Collection of Gothic Sculpture
The Collection of Gothic Sculptures dates from the time of Emperor Maximilian I (1459 - 1519) – Archduke Ferdinand II's great-grandfather. In the 19th century, the high-quality figures were collected and exhibited at Ambras Castle from 1880 onwards. The Tyrolean works, influenced by southern German art, are juxtaposed with sculptures from Lower Austria.
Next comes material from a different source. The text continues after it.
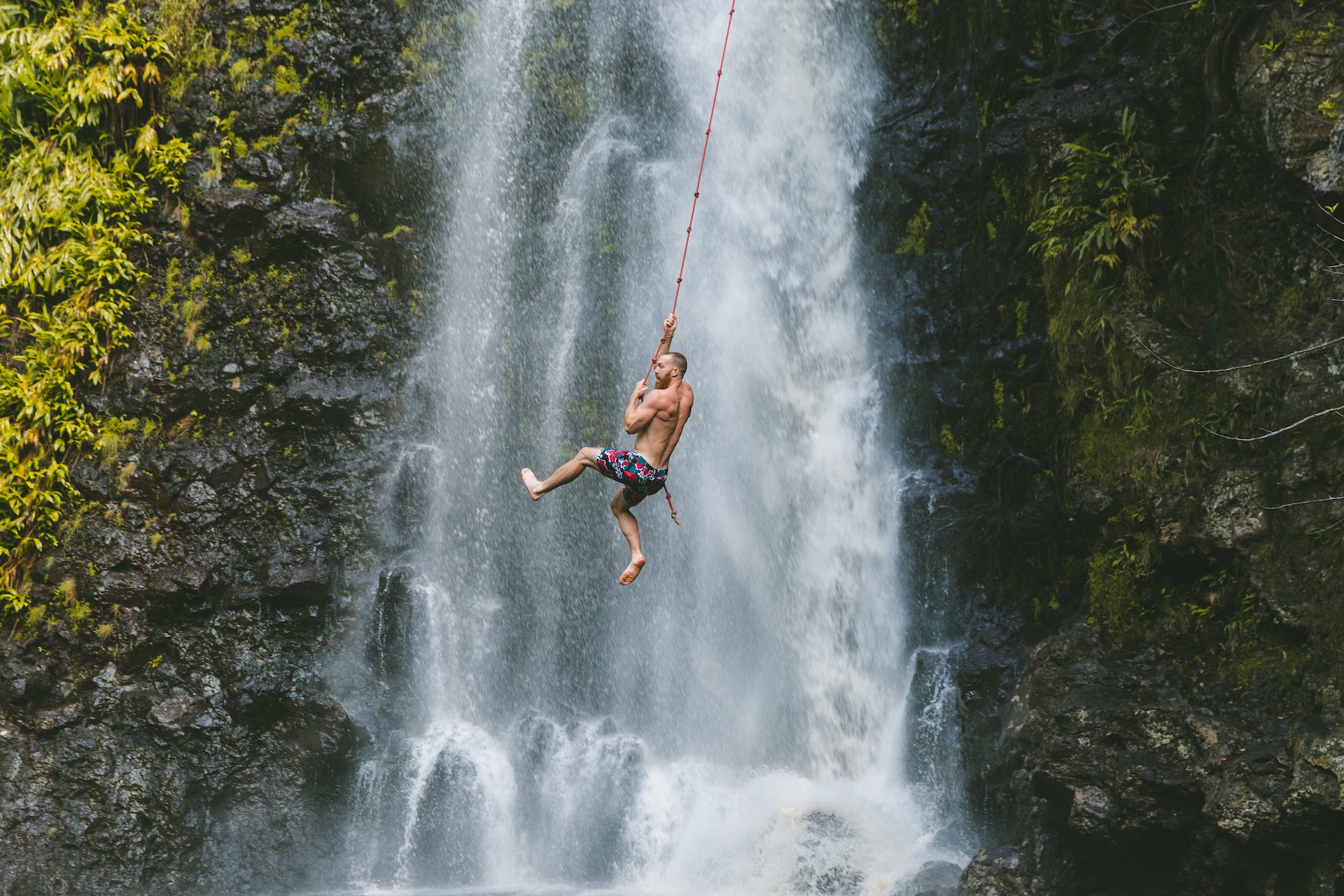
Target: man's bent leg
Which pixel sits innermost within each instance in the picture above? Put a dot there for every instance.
(631, 530)
(566, 473)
The St. George Altar is a central work, created by Sebold Bocksdorfer between 1510 and 1515 probably as a commission from Maximilian I. The emperor, who founded a brotherhood of St. George in 1493 and a St. George society in 1503, was particularly attached to the knight saint, who symbolized the ideals of the crusades and the defence against the Ottomans. The saints on the painted wings of the altar depict Catherine and Barbara as well als Christophorus and Florian, which are believed to be portraits of Maximilian’s grandsons, the later Emperors Karl V (1500 - 1558) and Ferdinand I (1503 - 1564). The St. George's Altar was originally located in the St. George's Chapel on the north western edge of the park of Ambras Castle, which was demolished in 1777.
Since 1996, the collection has been housed on the ground floor of the keep, which was built at the end of the 13th century. Together with parts of the northern wing and the chapel, the keep belongs to the medieval section of the castle. It served as a defence tower and as a safe refuge during sieges.